The case $p=\lvert\Omega\rvert$ is clear.
So $p<\lvert\Omega\rvert$ from now on. We let $\omega$ be a fixed point of $x$, and set $\Omega'=\Omega\setminus\{\omega\}$.
First suppose $p=\lvert\Omega\rvert-1$. The point stabilizer $N_\omega$ is a normal subgroup of $G_\omega$. As $G_\omega$ is transitive on $\Omega'$, all orbits of $N_\omega$ on $\Omega'$ have equal length. But $\lvert\Omega'\rvert=p$, so these orbit lengths are either $1$ or $p$. The former cannot hold, because then $N$ were regular on $\Omega$. Thus  $N$ is doubly transitive on $\Omega$, so $p=\lvert\Omega\rvert-1$ divides $\lvert N\rvert$.
If $p<\lvert\Omega\rvert-2$, then $N=\text{Alt}(\Omega)$ by Jordan, so $G=N$ again.
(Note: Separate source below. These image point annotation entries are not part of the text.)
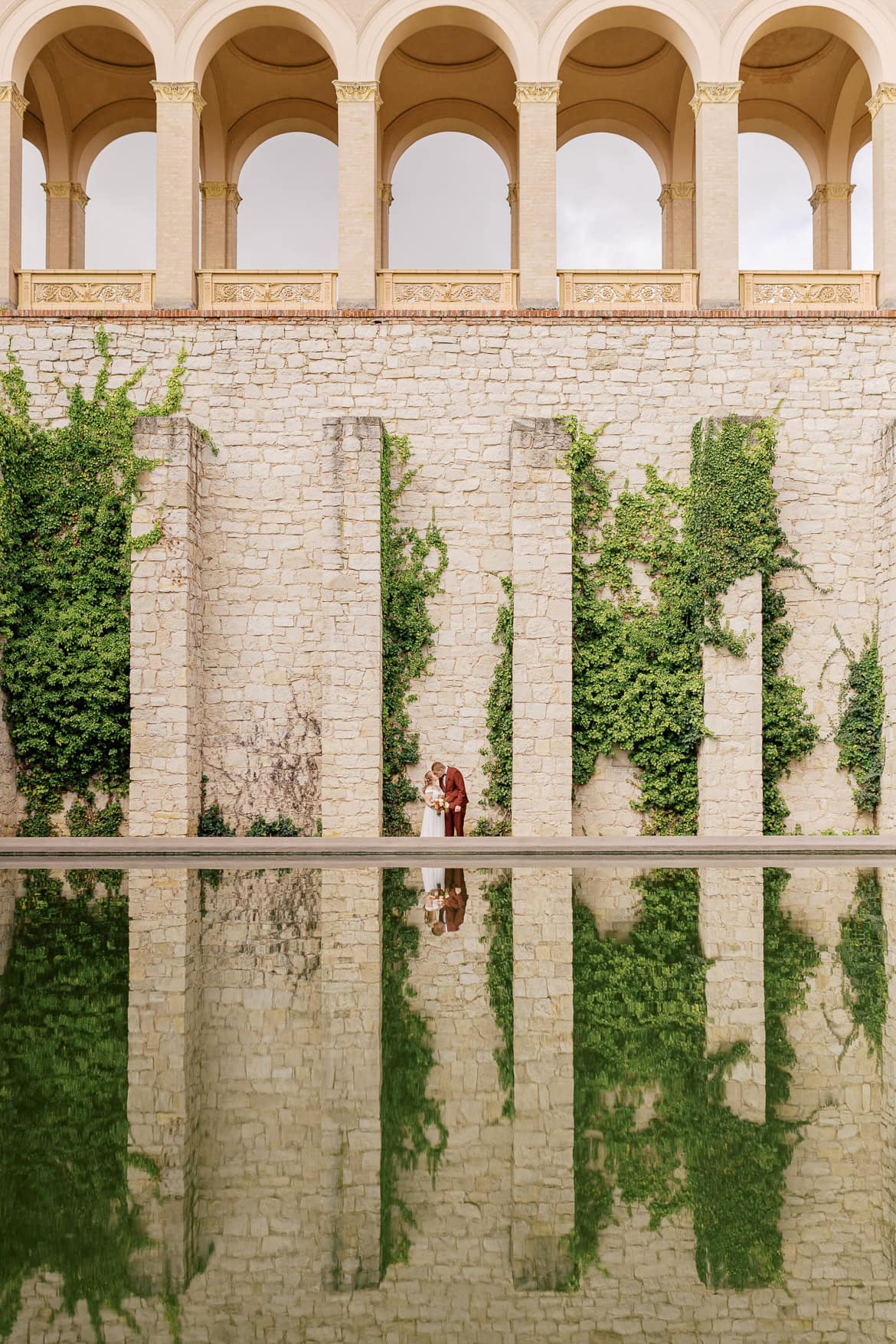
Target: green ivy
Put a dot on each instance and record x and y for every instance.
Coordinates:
(639, 1025)
(499, 728)
(66, 502)
(65, 1205)
(637, 660)
(860, 733)
(407, 584)
(863, 954)
(499, 976)
(407, 1114)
If $p=\lvert\Omega\rvert-2$, then $G_\omega$ contains the cycle $x$ of length $p=\lvert\Omega'\rvert-1$ on $\Omega'$, so $G_\omega$ it is doubly transitive on $\Omega'$. The argument in the case $p=\lvert\Omega\rvert-1$ shows that $N_\omega$ is either doubly transitive on $\Omega'$, or regular. In the former case $p=\lvert\Omega'\rvert-1$ divides $\lvert N_\omega\rvert$, hence $G=N$ again. In the latter case, $N$ is sharply doubly transitive on $\Omega$, which implies that $N$ has a regular normal subgroup, contrary to $N$ being simple. (For this last step, simple counting suffices. One does not need Frobenius' theorem about the existence of Frobenius kernels.)